NVIDIA accelerated computing boosts performance for inference and AI training workloads
In its MLPerf debut, the GH200 Grace Hopper Superchip turned in exceptional performance on all workloads and scenarios in the closed division of the data center category, boosting performance by up to 17% on the NVIDIA single-chip H100 SXM submission. The NVIDIA software stack fully supports the GH200 Grace Hopper Superchip today.
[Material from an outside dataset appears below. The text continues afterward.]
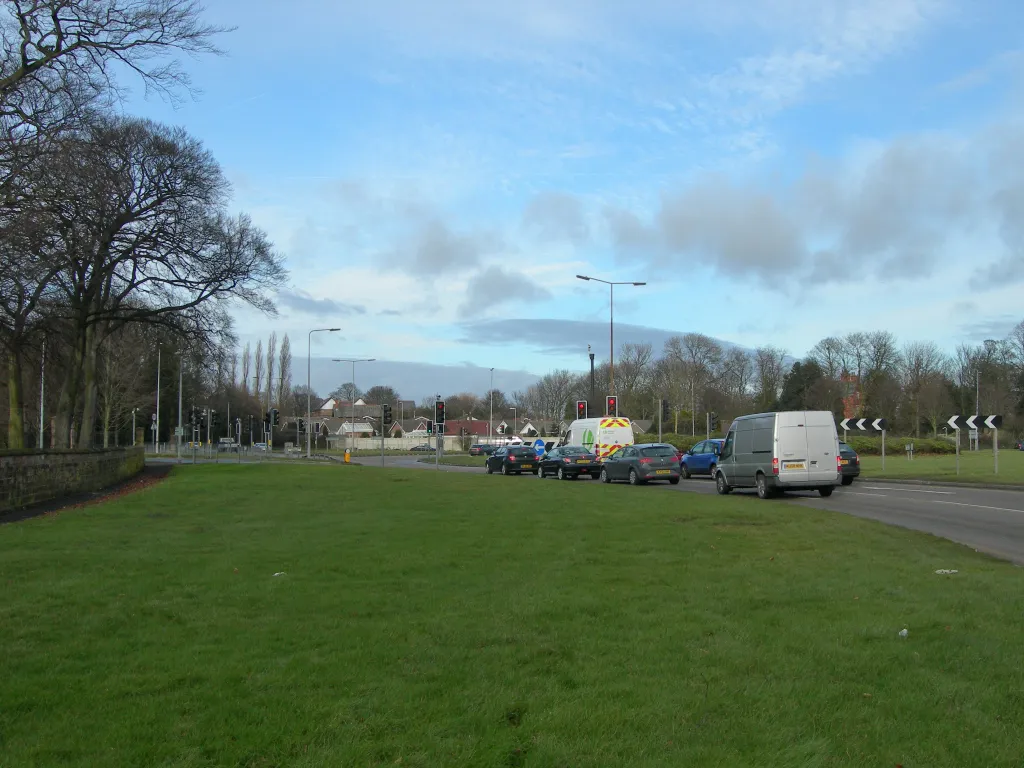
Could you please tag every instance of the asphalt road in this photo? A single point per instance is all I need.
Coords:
(986, 519)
For mainstream servers, the L4 GPU showed delivery of a large performance leap over CPU-only offerings in a compact, low-power, PCIe add-in card.
For edge AI and robotics applications, the Jetson AGX Orin and Jetson Orin NX modules achieved great performance. Software optimizations helped to further unlock the potential of the powerful NVIDIA Orin SoC that powers those modules. It boosted performance on RetinaNet, a popular AI network for object detection, by up to 84%.
In this round, NVIDIA also submitted results in the open division, providing a first look at the potential for model optimizations to speed inference performance dramatically while still achieving excellent accuracy.
The latest MLPerf Inference v3.1 benchmarks show that the NVIDIA accelerated computing platform continues to deliver leadership performance and versatility. There’s innovation at every layer of the technology stack, from cloud to edge, at the speed of light.